Our Process

The first step of our process was extracting data from the Zoobook, a digital book for each year of new students at Carleton starting in 1955. Each year contains student names, high schools, and hometowns. In order to scrap the data, Ethan utilized a python libraries PDFMiner and PyPDF2 to scrape the data into a dataset in Excel.

After obtaining the data, the team manually cleaned the data to remove obvious misspellings and blank white spaces in between the words. After this, a Geocoder web extension was utilized to extract the latitude and longitude from the full addresses of each observation. Schools for which the geocoder could not extract longitude and latitude were excluded to maintain data consistency. All data is available in our GitHub.

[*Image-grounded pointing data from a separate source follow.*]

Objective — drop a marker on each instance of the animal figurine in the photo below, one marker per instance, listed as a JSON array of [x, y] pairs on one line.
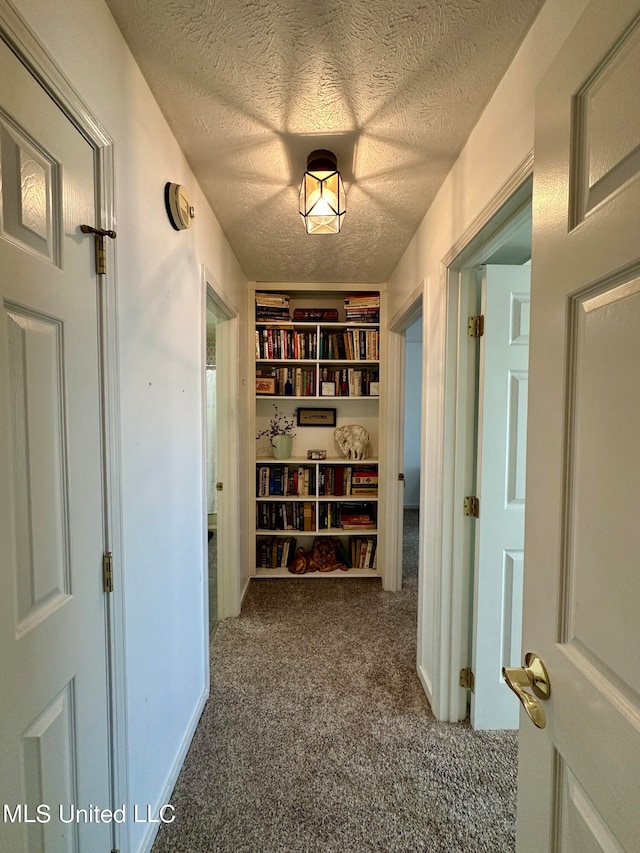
[[323, 557], [353, 441]]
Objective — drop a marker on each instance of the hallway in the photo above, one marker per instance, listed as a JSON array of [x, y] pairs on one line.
[[318, 736]]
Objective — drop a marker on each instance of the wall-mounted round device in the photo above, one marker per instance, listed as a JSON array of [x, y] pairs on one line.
[[179, 211]]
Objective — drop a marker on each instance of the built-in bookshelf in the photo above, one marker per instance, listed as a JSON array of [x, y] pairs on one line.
[[318, 353]]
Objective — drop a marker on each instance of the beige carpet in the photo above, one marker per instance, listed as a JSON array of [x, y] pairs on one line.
[[318, 736]]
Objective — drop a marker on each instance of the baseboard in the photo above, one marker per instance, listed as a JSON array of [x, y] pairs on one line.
[[427, 687], [165, 797], [245, 589]]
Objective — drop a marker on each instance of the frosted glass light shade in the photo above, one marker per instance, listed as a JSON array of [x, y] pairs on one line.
[[322, 199]]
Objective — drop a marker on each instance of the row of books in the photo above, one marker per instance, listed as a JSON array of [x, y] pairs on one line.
[[363, 552], [350, 382], [346, 480], [286, 516], [276, 552], [351, 344], [272, 307], [291, 381], [285, 343], [364, 308], [348, 516], [285, 480]]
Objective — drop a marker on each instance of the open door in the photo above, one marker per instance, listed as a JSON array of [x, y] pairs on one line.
[[579, 779], [501, 464]]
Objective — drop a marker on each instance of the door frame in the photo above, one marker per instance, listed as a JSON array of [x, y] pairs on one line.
[[21, 39], [227, 389], [406, 316], [453, 590]]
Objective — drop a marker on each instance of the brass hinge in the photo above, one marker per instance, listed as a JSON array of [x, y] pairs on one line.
[[467, 679], [472, 506], [101, 246], [475, 326], [107, 572]]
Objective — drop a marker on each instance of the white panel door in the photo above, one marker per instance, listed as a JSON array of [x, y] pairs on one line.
[[53, 696], [501, 462], [579, 782]]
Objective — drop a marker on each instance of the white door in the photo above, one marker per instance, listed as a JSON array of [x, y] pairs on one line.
[[579, 783], [501, 463], [53, 695]]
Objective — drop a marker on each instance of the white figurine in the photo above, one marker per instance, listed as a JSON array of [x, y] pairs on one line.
[[353, 441]]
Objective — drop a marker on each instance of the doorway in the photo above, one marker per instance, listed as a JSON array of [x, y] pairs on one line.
[[486, 440], [214, 319], [412, 433], [221, 457]]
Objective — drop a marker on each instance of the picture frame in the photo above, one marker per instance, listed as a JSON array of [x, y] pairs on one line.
[[316, 417], [265, 385], [316, 454]]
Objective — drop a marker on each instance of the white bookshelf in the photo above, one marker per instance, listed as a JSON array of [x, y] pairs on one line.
[[353, 405]]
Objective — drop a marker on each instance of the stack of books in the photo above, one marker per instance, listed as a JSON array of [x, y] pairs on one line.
[[285, 480], [362, 309], [357, 516], [363, 552], [364, 481], [286, 516], [272, 307]]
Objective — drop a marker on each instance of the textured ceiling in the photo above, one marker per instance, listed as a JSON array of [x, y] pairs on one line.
[[393, 87]]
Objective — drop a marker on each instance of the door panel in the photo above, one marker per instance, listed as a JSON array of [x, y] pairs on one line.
[[579, 786], [54, 736], [501, 467]]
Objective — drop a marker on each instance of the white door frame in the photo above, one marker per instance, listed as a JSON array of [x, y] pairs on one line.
[[453, 588], [227, 345], [396, 343], [25, 44]]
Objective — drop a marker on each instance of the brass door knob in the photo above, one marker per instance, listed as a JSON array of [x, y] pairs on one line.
[[534, 676]]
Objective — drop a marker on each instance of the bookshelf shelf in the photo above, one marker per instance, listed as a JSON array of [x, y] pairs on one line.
[[298, 500]]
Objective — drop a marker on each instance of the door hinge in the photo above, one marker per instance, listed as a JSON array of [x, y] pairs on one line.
[[467, 679], [472, 506], [107, 572], [101, 246], [475, 326]]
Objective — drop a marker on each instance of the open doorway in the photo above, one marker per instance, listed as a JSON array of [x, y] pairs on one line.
[[412, 432], [487, 363], [220, 458], [214, 318]]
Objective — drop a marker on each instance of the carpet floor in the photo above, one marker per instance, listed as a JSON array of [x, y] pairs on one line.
[[318, 736]]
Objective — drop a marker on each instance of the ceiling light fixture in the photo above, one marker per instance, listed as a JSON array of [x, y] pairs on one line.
[[322, 199]]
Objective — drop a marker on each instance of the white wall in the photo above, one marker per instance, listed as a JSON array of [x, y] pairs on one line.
[[159, 328], [500, 142], [412, 411]]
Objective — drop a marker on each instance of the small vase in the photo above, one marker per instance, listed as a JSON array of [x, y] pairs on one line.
[[282, 445]]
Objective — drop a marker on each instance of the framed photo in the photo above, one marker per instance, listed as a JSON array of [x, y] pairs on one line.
[[316, 454], [265, 385], [316, 417]]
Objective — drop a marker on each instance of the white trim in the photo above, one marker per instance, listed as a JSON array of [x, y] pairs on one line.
[[165, 796], [452, 591], [229, 593], [25, 44]]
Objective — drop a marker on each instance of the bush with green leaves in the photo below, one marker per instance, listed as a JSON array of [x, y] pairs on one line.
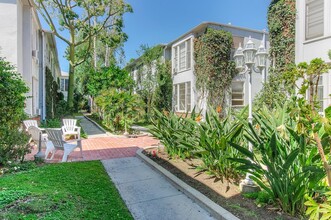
[[319, 208], [118, 109], [284, 163], [177, 133], [213, 145], [13, 142]]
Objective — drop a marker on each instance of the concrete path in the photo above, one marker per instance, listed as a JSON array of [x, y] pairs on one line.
[[90, 128], [148, 195]]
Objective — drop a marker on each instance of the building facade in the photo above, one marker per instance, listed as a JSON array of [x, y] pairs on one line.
[[29, 48], [185, 94], [313, 39]]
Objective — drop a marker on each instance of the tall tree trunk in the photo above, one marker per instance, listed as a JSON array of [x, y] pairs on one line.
[[71, 76]]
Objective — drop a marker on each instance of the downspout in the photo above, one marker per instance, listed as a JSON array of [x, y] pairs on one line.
[[264, 72]]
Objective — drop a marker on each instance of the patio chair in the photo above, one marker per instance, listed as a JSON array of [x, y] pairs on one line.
[[28, 123], [56, 137], [69, 128], [37, 136]]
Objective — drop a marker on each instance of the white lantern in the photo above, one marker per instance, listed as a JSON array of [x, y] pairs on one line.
[[261, 57], [249, 52], [239, 59]]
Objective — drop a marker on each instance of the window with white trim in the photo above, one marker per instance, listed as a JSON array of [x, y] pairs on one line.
[[64, 83], [182, 97], [320, 94], [175, 99], [237, 94], [314, 18], [182, 54]]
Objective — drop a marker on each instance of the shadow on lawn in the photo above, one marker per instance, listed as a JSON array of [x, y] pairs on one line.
[[240, 206]]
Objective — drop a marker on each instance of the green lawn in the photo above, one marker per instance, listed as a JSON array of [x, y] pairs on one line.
[[80, 190]]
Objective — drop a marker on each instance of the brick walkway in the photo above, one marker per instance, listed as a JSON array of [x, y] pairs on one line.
[[102, 148]]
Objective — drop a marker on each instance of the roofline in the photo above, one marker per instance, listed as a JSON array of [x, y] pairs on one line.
[[206, 23], [137, 59], [34, 9], [55, 46]]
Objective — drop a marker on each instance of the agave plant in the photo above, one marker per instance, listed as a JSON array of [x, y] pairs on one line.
[[213, 145], [176, 133], [283, 163], [319, 210]]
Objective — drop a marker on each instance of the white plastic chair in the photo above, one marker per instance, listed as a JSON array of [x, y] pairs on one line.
[[28, 123], [37, 136], [56, 137], [69, 128], [34, 123]]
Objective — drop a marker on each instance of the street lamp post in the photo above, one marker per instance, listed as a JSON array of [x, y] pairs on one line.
[[247, 60]]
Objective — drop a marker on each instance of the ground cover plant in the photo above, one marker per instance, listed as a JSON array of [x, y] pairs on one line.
[[13, 142], [79, 190], [177, 133], [284, 163]]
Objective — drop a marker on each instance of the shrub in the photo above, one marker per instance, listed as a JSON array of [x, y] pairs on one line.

The next step was running the dataset against the National Center for Education Statistics and Institute for Education Sciences (NCES) database. We ran our data against both the public and private schools database to determine if the schools in our dataset are public or private.

After this, the team created the data visualizations on this website. Margo created an interactive barchart on Flourish to gain insight into the top 10 high schools attended by incoming classes at Carleton College, and an ArcGIS map was created for the data points classified by private or public schools. Lastly, a heatmap illustrating the origins of high school students attending Carleton was created to visually represent the distribution.

Finally, all of this is showcased on this website that Jenna and Kenton step up. They helped in cleaning the information and final products that were uploaded in the pages on the website.

We had several limitations while scraping and cleaning our data. PDF scrapers don’t always accurately match the high schools and towns, which led to some inaccuracies. Additionally, the geocoder used in google sheets was not completely accurate, but because of our large dataset we were unable to go back and manually change locations. We also ended up having to remove large amounts of data due to a lack of information or unclear names. While this may have caused slight inaccuracies, we believe our data still allowed us to visualize overall trends.